Learning How To Be Thankful For Recovery
Before Reading: Trigger Warning.
While recovery from an eating disorder can be a beautiful thing, it’s not just yoga and coffee and loving your body and eating bakery treats at Panera. It’s not easy and it doesn’t go away. Recovery is an active process that requires work and commitment and support from others. Would it be easier to just fall into sickness sometimes? Yes. Do I miss the body I once had, the power I felt in that, and what it symbolized to me, whatever that was? Absolutely. Is it hard for me to eat intuitively and not compare myself to others? Without a doubt.
I remember one Thanksgiving, I was close to my lowest weight. Every Thanksgiving after that has been a comparison. It’s hard to be thankful for something (food and recovery) that keeps me from what I want (being skinnier). It’s easy to be jealous of others who are still struggling because they’re succeeding at what I’m losing at and have a body I wish I did. It’s hard to be thankful for recovery when it goes against everything you’ve wanted for years. When it was your coping mechanism for emotions, your security blanket, your means of controlling the world. It’s like when you’re little and your parents force you to apologize to someone—do you really mean it? Or when you get a present that’s not at all you, but you have to emphatically say thank you anyways.
The Thanksgiving when I had just started recovery, I remember my therapist suggesting to me to focus more on how good the food tastes and the family around me.

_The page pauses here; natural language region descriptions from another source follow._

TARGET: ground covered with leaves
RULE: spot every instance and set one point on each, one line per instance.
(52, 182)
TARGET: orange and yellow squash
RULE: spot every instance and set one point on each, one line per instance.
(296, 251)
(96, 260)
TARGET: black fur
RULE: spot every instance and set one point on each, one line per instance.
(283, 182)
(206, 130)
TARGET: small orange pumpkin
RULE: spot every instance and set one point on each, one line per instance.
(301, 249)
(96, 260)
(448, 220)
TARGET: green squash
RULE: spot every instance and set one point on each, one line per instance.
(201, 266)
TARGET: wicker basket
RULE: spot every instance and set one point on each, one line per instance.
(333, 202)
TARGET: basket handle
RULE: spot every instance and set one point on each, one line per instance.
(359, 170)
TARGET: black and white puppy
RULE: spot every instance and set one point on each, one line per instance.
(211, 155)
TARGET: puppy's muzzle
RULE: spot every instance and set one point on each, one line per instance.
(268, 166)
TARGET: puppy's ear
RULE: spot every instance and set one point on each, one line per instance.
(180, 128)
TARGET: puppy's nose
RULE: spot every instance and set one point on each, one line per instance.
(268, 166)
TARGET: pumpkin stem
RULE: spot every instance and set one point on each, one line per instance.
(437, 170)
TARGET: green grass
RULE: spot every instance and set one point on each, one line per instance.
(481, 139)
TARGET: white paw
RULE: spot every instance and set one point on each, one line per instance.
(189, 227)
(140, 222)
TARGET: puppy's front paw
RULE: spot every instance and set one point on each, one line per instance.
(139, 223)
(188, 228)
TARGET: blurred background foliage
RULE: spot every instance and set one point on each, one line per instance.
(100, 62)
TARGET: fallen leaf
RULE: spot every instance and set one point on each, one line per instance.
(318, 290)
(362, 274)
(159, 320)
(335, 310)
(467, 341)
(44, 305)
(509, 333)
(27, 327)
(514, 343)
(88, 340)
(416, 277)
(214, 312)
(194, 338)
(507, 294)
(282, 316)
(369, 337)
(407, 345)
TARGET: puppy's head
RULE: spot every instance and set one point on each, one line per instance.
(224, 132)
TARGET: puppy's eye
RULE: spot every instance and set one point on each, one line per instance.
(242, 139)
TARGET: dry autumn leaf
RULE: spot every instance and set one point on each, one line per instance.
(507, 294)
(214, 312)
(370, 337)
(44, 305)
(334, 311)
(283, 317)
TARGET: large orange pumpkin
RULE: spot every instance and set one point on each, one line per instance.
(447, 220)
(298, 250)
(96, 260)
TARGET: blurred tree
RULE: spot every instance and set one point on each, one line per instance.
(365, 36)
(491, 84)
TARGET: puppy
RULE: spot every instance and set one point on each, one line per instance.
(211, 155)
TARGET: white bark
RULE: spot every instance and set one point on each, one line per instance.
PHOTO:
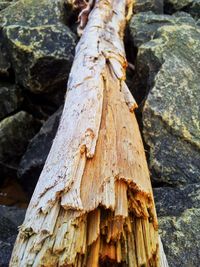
(93, 201)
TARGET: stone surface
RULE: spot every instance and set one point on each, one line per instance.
(10, 99)
(10, 219)
(144, 26)
(168, 72)
(190, 6)
(15, 134)
(4, 63)
(33, 160)
(148, 5)
(179, 219)
(39, 45)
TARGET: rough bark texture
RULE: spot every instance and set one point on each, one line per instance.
(93, 204)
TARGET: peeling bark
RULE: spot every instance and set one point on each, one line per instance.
(93, 204)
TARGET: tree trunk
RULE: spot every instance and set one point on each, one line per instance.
(93, 204)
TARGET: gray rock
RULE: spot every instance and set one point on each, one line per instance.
(33, 160)
(190, 6)
(4, 63)
(39, 45)
(143, 26)
(10, 219)
(179, 220)
(15, 134)
(148, 5)
(10, 99)
(168, 72)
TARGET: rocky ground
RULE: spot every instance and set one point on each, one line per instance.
(37, 41)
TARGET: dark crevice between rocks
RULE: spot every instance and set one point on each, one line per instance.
(70, 17)
(139, 84)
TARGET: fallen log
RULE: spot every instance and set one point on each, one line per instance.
(93, 204)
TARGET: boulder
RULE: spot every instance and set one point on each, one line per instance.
(179, 219)
(148, 5)
(144, 26)
(10, 219)
(40, 46)
(33, 160)
(10, 99)
(167, 70)
(15, 134)
(190, 6)
(4, 63)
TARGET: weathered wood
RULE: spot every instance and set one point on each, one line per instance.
(93, 204)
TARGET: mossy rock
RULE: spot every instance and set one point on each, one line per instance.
(148, 5)
(168, 77)
(40, 46)
(10, 99)
(190, 6)
(15, 133)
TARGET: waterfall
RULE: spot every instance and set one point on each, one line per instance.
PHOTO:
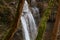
(28, 23)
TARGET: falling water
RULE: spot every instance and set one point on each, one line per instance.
(28, 23)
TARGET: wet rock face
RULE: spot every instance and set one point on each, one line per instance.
(8, 10)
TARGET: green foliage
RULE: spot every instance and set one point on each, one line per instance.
(45, 17)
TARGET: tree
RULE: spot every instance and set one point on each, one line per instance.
(45, 17)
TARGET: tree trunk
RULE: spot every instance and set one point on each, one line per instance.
(56, 25)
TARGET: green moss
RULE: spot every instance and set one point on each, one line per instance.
(45, 17)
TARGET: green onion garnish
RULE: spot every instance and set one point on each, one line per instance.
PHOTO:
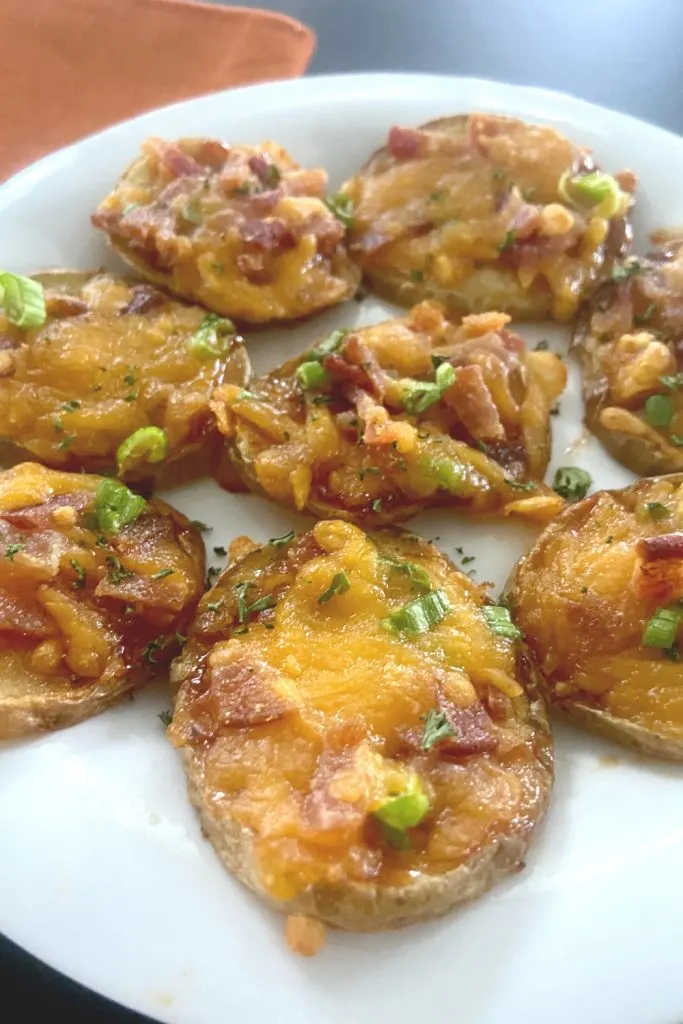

I worked my hardest to do so and more or less found success. I tried to not worry about others judging my weight gain or amount of food. I tried to be happy with where I was, reminding myself of the goal and what I would gain from recovery that wasn’t weight.
While it doesn’t feel as good as it has before, I feel like I’m in recovery still now. Recently, I’ve been struggling with body image, weight gain from antidepressants, and feeling less powerful and in control. Between this, comparing my body to others’, and being surrounded with eating disorder stories, I’ve been feeling very triggered lately. So, during this holiday season, I’m going to try to focus on why I’m thankful for recovery.